Alois Janak *1924

Die Dialektik von Realität und Traum


Einzutauchen in die Welt der Kunst des Alois Janak bedeutet einzutauchen in eine Traumwelt, in die Welt eines reifen Malers und Graphikers, der seinen eigenen Weg gefunden hat und diesen seit Jahrzehnten nicht nur konsequent geht, sondern dabei stetig voranschreitet. Begeben wir uns mit ihm auf die Reise,  begleiten wir ihn ein Stück seines Weges und lassen uns tragen, den Träumen und Visionen folgend.
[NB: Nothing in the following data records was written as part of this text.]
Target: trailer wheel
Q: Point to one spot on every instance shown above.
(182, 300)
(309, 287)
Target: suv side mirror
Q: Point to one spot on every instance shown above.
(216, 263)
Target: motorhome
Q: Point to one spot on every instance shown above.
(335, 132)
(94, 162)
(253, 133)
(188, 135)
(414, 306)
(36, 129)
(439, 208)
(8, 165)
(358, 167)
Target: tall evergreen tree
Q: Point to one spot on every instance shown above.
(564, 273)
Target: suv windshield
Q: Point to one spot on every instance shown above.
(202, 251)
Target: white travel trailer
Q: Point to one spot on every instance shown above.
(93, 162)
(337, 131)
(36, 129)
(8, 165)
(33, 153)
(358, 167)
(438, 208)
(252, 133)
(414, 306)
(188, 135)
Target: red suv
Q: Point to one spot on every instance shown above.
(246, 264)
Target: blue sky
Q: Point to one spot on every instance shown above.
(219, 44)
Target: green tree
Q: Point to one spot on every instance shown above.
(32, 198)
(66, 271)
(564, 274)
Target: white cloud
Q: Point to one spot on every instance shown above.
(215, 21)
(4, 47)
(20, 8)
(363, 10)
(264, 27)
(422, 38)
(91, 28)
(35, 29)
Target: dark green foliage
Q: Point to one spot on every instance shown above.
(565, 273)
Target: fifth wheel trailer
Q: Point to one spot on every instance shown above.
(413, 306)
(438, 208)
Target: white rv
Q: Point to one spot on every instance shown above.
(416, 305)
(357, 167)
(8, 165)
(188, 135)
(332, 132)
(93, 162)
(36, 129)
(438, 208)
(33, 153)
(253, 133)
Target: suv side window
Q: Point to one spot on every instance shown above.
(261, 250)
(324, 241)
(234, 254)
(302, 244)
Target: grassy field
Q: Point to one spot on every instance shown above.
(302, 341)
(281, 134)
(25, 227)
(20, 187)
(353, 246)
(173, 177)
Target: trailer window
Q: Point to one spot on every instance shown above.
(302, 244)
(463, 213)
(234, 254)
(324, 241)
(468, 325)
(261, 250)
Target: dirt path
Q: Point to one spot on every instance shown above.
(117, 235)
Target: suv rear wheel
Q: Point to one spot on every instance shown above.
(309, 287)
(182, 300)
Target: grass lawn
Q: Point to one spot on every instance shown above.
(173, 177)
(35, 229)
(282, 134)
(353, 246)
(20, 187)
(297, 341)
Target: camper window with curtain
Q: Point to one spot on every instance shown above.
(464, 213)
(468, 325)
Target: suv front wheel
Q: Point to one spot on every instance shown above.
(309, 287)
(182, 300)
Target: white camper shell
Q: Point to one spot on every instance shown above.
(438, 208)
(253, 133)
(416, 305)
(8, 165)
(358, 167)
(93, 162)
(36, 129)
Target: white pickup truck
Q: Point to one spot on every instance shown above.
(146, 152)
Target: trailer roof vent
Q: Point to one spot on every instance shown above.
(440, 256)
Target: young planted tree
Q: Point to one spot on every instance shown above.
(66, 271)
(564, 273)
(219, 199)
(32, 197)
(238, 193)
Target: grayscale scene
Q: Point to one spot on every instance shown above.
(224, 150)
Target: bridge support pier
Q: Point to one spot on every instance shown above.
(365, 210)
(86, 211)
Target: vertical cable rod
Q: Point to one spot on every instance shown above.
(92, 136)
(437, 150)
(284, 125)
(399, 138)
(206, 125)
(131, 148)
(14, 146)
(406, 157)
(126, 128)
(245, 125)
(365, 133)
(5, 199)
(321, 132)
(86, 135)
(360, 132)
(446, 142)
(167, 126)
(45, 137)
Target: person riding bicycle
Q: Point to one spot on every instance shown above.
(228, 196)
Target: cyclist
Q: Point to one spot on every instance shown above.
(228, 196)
Dieser Weg, ist ein Pfad der die Normalitäten des Alltags verlässt, der Rationalität verweigert, Emotionen und Phantasie dagegen vehement erfordert. Er führt den Betrachter magisch hinfort in eine zauberhafte Bildwelt, eine Welt, in der das Schöne, das Humoristische, das Liebenswerte und das Reizvolle dominiert.

 

Es liegt eine erstaunliche Konsequenz im Schaffen des Künstlers, die sich zum einen in der symbolisch chiffrierten Motivwelt, zum anderen in der formalen, künstlerischen Umsetzung ausdrückt. Janaks Oeuvre basiert in diesem Sinn   auf zwei verschiedenen Säulen: der einmalig gefundenen formalen Perfektion, den technisch Erlernten und dem unendlichen Phanatsiereichtum, den künstlerischen Visionen und Utopien des schöpferischen Genius.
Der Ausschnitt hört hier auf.